The situation could easily get worse – much worse in fact – before it gets better.  Hyper-scalers will probably need to dumb down their aggressive capital needs to bring them in line not only with expected A.I. demand, but with the availability to capital In the debt and equity capital markets to realise such aggressive roll-out.  Buy-the-dippers aside (a short term “fix” anyhow), I have little doubt that the same stocks that are getting punished now will overshoot on the way down, and there will be good entry points ahead.  My advice is not to panic and keep in mind that that speculative momentum investors – many of whom belong to the cohort of retail “X / Reddit” pump-and-dump crowd – need to be flushed out before the ship rights itself. 

 

Minutes from October 28-29 FOMC meeting

The minutes from the FOMC meeting on October 28-29 were released on Wednesday and can be found on the Fed’s website here.  Recall that the major decisions were to i) reduce the Federal Funds rate by 25bps and ii) stop balance sheet runoff (i.e. quantitative tightening) by December.  However, it was a nuanced meeting as the minutes highlight, with there being outliers on both sides of the rate decision.  Below is the extract from the minutes that certainly got investors’ attention:

 

Most participants judged that further downward adjustments to the target range for the federal funds rate would likely be appropriate as the Committee moved to a more neutral policy stance over time, although several of these participants indicated that they did not necessarily view another 25 basis point reduction as likely to be appropriate at the December meeting. Several participants assessed that a further lowering of the target range for the federal funds rate could well be appropriate in December if the economy evolved about as they expected over the coming intermeeting period. Many participants suggested that, under their economic outlooks, it would likely be appropriate to keep the target range unchanged for the rest of the year.” 

 

As of this morning, the CME FedWatch Tool is projecting with a 65% probability that the Fed does not lower rates at the early December FOMC meeting.  I hope Treasury Secretary Bessent doesn’t get sacked by Mr Trump over this possible outcome, as the president alluded to in a rather amusing tongue-in-check diatribe at the U.S.–Saudi investment conferencethis week.  😂

 

Bitcoin decline – another crypto winter ahead?

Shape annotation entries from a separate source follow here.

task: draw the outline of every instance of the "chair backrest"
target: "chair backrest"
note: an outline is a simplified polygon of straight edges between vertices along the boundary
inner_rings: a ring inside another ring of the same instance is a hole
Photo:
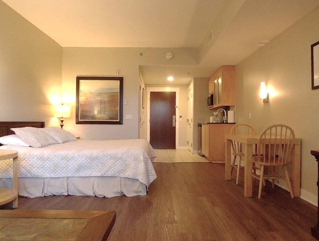
[[[286,165],[290,161],[294,141],[295,132],[290,127],[275,124],[267,127],[258,141],[259,161],[264,164]]]
[[[247,124],[236,124],[230,129],[231,135],[253,135],[256,134],[255,129]],[[243,153],[243,144],[233,140],[232,141],[231,147],[233,154]]]

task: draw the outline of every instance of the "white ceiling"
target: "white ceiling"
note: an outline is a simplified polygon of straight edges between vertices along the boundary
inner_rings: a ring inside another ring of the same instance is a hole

With BTC now more than 30% below its high reached only six weeks ago, the financial press is suggesting that the collective catalysts that drove 2025’s strong performance of the benchmark cryptocurrency have now been fully digested. This means that there is little in the way of drivers left in the near term to lift BTC higher.  It’s not my thing, but I view the wobble as a sign that crypto’s claim to be a ”store of value” are evidence that this is far from true.  In addition, the adoption of BTC as a viable alternative to fiat currency is an oft-touted promise that still seems very far away from happening.  As with meme-like and some of the A.I.-related tech stocks, legitimate buyers need to step in and establish a floor under BTC.  However, so far, none have emerged, and nearly everything crypto is getting hammered.